The [protoype from Ilia](https://landsales.gql-rmrk.workers.dev/) matches this design rather well.

If we suppose we have A1, A2, A3, B1, B2, B3, C1, C2, C3, in three rows, then moving from A1 to B1 does not incur a transaction, but moving from B1 to B2 does, because the original point of spawning was in A1, thus the final destination is 2 slots away (it is not possible to move diagonally due to there being only a single pixel touch point).
However, _interacting_ (trading, building) in a land other than the one the avatar started in will issue a transaction that will move the avatar into the other land (send into another NFT). This benefits UX, allowing avatars to explore and chat until they need to make an on-chain operation in the context they find themselves in.
The image below shows relative size of 32x32 land in a viewframe of ~150x55.

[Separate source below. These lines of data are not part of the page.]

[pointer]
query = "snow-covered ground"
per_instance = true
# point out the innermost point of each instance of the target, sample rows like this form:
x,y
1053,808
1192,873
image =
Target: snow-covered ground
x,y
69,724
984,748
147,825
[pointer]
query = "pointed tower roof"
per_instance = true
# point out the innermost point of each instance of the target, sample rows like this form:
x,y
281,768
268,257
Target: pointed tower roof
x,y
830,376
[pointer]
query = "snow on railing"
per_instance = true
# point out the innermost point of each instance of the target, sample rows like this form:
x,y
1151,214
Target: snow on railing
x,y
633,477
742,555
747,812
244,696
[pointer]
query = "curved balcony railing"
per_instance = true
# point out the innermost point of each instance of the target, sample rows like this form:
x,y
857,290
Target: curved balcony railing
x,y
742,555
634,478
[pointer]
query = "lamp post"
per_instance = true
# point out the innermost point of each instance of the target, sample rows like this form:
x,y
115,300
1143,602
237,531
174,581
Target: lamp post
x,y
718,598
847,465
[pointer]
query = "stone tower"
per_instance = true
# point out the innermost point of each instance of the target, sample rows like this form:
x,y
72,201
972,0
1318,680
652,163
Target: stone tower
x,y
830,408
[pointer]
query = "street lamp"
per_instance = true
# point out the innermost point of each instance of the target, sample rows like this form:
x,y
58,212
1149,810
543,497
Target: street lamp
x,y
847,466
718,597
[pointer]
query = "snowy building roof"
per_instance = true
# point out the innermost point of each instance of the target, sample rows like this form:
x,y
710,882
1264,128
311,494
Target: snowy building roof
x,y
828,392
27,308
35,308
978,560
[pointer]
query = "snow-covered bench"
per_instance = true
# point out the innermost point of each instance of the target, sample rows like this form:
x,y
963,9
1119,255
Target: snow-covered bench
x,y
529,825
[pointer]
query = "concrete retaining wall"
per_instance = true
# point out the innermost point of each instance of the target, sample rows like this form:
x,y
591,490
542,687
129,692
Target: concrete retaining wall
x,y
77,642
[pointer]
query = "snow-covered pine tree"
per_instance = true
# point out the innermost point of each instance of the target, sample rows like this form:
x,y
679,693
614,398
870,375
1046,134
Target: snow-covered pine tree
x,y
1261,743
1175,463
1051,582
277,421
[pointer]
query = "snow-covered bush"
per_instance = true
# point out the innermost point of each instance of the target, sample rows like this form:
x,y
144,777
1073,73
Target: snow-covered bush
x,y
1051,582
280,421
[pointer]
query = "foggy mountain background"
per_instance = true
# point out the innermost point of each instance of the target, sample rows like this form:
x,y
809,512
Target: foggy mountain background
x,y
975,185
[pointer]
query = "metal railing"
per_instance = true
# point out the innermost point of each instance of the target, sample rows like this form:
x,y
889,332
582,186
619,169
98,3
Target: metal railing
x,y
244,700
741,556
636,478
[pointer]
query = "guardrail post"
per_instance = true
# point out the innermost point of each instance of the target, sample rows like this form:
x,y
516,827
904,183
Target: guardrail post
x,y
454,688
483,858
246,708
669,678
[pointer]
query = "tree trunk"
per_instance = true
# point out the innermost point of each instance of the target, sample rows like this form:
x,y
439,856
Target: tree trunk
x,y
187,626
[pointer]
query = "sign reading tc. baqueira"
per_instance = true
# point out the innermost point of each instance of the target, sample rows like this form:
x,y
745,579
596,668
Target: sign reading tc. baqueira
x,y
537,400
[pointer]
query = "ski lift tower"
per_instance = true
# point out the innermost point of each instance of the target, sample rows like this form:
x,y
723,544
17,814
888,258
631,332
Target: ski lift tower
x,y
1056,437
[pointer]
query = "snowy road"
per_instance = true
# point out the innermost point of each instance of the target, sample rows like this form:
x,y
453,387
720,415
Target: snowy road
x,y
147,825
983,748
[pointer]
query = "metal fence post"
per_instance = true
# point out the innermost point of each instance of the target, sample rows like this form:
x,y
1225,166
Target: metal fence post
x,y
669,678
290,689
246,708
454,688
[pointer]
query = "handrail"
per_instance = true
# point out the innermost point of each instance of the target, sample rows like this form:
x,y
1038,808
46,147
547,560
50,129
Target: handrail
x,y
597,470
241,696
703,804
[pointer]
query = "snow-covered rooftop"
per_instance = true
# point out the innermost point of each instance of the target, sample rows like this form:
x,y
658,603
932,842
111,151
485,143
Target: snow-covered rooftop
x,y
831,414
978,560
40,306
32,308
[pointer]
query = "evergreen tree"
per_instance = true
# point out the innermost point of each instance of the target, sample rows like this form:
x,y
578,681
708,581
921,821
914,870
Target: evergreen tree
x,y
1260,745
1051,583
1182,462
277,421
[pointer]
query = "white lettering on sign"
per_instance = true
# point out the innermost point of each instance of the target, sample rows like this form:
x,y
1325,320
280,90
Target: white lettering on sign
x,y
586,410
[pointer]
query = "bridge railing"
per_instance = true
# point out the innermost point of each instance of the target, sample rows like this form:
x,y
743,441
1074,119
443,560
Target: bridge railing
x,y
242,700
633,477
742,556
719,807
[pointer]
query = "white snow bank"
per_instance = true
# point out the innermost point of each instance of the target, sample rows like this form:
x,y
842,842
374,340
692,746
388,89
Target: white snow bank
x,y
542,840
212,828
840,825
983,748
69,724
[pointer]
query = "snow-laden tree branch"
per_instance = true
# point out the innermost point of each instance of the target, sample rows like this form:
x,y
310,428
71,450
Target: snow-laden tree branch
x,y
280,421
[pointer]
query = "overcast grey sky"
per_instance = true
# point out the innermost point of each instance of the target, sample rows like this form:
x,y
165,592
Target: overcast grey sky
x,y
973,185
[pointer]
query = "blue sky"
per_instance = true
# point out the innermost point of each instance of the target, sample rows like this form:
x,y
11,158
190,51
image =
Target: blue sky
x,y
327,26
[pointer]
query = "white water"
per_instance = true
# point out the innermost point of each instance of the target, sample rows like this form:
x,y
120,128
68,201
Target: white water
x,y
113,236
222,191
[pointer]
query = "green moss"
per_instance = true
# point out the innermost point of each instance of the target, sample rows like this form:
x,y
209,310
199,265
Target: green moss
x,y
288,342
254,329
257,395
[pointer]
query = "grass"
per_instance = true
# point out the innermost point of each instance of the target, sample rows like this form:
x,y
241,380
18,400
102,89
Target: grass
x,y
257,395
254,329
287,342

Rendering 3 x 3 lands of 32x32 tiles each at any given time thus makes sure we never show empty map beyond the screen borders even at highest resolutions.
Once a player moves into another land, the land centers on this viewport and the previous surrounding lands are unloaded, with new ones loaded.
This maintains the illusion of a large, always-loaded world.
Attributes like "biggest_plot" as specified above in the Attributes table would therefore refer to a single area in a land on which it is possible to build:

The 32x32 land in the image above has a biggest_plot value of 18x15, marked in red.
Players will build by placing structures into the Land, by selecting the tile into which they want the NFT placed. The NFTs they place will have dimensions, and the Land NFTs will have "dynamic slots" which are calculated to be occupied and do not need to have something equipped in them specifically. Thus, if a player should place a (2x3) house at position (30,3), they have occupied slots (30,3), (29,3), (28,3), (30, 4), (29,4), (28,4).